Love makes the world go ‘round but firm transportation makes production flow. It takes plenty of steel to build the takeaway infrastructure to make that happen. Thus, we have the new definition of flow assurance, although we now have to hope President Trump’s steel tariffs don’t block the flow.

Used to be, flow assurance meant making sure oil and gas could move unimpeded through an offshore pipeline without paraffin or hydrate buildup, corrosion or freezing ocean temperatures causing a transportation slowdown. Naturally, high costs are associated with preventing or remediating any flow problems.

Today however, flow assurance has taken on a whole new meaning. In shale basins, particularly in the Marcellus Shale and lately, the Permian, it’s about flow to export terminals—and cash flow. The timeliness of bringing on additional pipeline capacity in these two areas will affect producers’ bottom lines—and has international trade implications.

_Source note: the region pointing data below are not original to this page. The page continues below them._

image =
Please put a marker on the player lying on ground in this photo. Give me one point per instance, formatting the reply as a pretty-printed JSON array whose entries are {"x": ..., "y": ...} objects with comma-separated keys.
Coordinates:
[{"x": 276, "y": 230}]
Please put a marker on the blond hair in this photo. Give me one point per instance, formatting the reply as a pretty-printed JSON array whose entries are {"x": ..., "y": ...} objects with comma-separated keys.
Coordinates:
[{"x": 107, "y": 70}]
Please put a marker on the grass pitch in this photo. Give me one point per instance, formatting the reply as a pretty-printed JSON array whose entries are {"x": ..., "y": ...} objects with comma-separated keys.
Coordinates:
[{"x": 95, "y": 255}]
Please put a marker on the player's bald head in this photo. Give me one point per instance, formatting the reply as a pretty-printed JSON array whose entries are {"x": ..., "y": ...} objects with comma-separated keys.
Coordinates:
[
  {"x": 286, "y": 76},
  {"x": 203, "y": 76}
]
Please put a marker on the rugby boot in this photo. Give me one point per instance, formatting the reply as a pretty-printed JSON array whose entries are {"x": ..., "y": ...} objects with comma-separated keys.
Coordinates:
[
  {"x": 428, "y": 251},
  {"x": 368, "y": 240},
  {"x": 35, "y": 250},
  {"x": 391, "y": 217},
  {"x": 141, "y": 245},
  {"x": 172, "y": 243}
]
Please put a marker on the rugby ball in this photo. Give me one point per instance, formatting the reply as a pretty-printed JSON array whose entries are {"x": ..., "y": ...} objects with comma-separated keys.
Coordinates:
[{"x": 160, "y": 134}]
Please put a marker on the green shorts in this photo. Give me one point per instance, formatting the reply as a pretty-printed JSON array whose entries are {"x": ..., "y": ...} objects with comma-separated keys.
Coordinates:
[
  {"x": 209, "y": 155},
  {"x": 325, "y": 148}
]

Increasingly this summer, CEOs are talking about firm transportation. In research notes, analysts mention this issue just as often as they do the usual data points such as wells turned to sales, production guidance, cash flow and so on. Can an E&P assure that its oil and gas will flow?

“On the midstream front, we expect WPX Energy [Inc.] to continue to tout its advantageous position relative to its Permian peers, as a combo of basis hedges/offtake agreements leaves only 5% of crude volumes exposed to Midland spot pricing in 2018,” said a Tudor, Pickering, Holt & Co. research note.

In July, Noble Energy Inc. announced additional firm sales agreements for five years for its Delaware Basin production, beginning July 2018 at 10,000 barrels per day and ramping to 20,000 in October. “This agreement locks down flow assurance for NBL in the Delaware,” said a Simmons & Co. note.

But let’s turn to the Marcellus, where problems with takeaway capacity have been well documented.

Don’t cry for natural gas powerhouse Cabot Oil & Gas Corp. though, which is producing 1.8 billion cubic feet of gas per day (Bcf/d) in northeast Pennsylvania. Despite years of pipeline delays and price differential challenges that plagued the region, “the inflection point for Cabot is coming, and thank goodness,” said Dan Dinges, chairman, president and CEO.

Speaking to the Houston Producers’ Forum recently, he said, “The growth rate in gas supply out of the Northeast is tremendous and will continue, but what we need is more demand.”

The Williams Cos. Inc.’s long-awaited Atlantic Sunrise Pipeline should come online in September, he said, moving Cabot’s gas to a Transco line in southern Pennsylvania. Cabot has 1 Bcf/d of firm transportation on it. “We already have that gas sold on several 15- to 20-year contracts. Our realizations are going to improve.”

Dinges cited some 14 oil and gas pipelines in the Appalachian Basin that have experienced protests and regulatory delays. “Companies produce 8 Bcf/d in a six-county area but the pipelines are not keeping up. We’re trying to break the logjam, but it’s affecting all of us, not just to access demand but to narrow the differentials … and prevent a loss of proceeds.”

Since Cabot started drilling in the Marcellus in 2008 to 2009 (when production in the Barnett Shale was peaking), it has had to wait on takeaway capacity and face legal challenges, water quality issues and fraught community relations.

Even so, from 2012 to 2017, Cabot’s gas production compound annual growth rate has been 22% on a debt-adjusted, per-share basis. Currently the company is operating three rigs and two frack crews.

Cabot’s production now stands at 2.1 Bcf/d, with 561 net producing horizontal wells, but Dinges said he is confident Cabot can grow production above 3.75 Bcf/d by 2020. He’s optimistic based on operating in what he called good rock. The company’s EURs are 4.4 Bcfe per 1,000 feet of lateral in the lower Marcellus and 3.9 Bcfe in the upper Marcellus.

Cabot can sell via new pipelines and directly to some new gas-fired power plants in the basin, with firm transportation arranged. Flow assurance.

In 2017, the company’s all-sources finding and development cost in the Marcellus was a mere 22 cents per Mcf. It has continued to trim its costs and lower its breakeven hurdle. “Our overall all-in operating cost including non-cash expenses like G&A and DD&A is $1.58/Mcf,” he said.

One could say Cabot is sitting pretty. It’s reported eight consecutive quarters of free cash flow. The company has 9.7 Tcfe of proves reserves and 3,000 undrilled locations. “That’s more than 35 years of runway ahead of us,” he said. In addition, debt has been trimmed to 0.5x EBITDA. Moving now to larger drill pads and Gen 5 completion design, which he said he hopes yields even more than the 2.9 Bcfe.

The bottom line is that for every oil and gas producer, flow assurance via firm sales and price protection via basis differential hedging will be the keys. Go with the flow.